Ulli Market Commentary Contact

[Chart courtesy of MarketWatch.com]

  1. Moving the markets


After Friday’s spanking, the major indexes continued their path lower and managed to scramble back far enough to kiss their respective unchanged lines twice. However, upward momentum vanished during the last hour, and we closed in the red again led by the Nasdaq with a 1% loss.

Obviously, rising rates in conjunction with tighter monetary policy gave the bears the upper hand, because Powell’s speech from Jackson Hole still loomed large, as traders finally had to come to terms with the fact that they had misread his resolve to fight inflation.  

At least for the time being, the much-counted on “Powell-Pivot” remains absent with financial conditions continuing to tighten, as the odds of a 75bps hike in September have risen to 75%.

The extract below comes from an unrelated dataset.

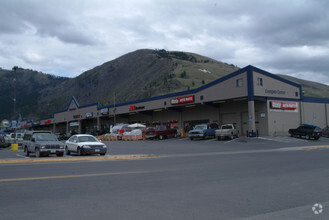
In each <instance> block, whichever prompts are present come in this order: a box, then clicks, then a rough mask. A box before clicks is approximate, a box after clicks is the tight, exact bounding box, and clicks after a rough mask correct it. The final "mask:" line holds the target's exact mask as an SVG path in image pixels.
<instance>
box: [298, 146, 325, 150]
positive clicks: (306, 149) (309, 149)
mask: <svg viewBox="0 0 329 220" xmlns="http://www.w3.org/2000/svg"><path fill="white" fill-rule="evenodd" d="M325 148H329V146H312V147H300V148H298V149H299V150H313V149H325Z"/></svg>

This was also reflected in bond yields, which rose across the board, with the 10-year ramping higher by almost 8 bps to close at 3.11%. The US Dollar pumped and dumped but managed to hold on to Friday’s gains. Gold followed suit and closed a tad above its unchanged line.  

Added ZeroHedge:

Bear in mind that this drop in risk assets is what Powell needs – an actual tightening of financial conditions – and should dip-buyer step back in again on hopes that Powell’s “pain” will only last a brief moment, he will re-appear in his most hawkish suit and unleash reality once again until inflation (and speculative longs’ bankrolls) are good and dead.

In other words, higher rates are here to stay, which will not bode well for stock prices.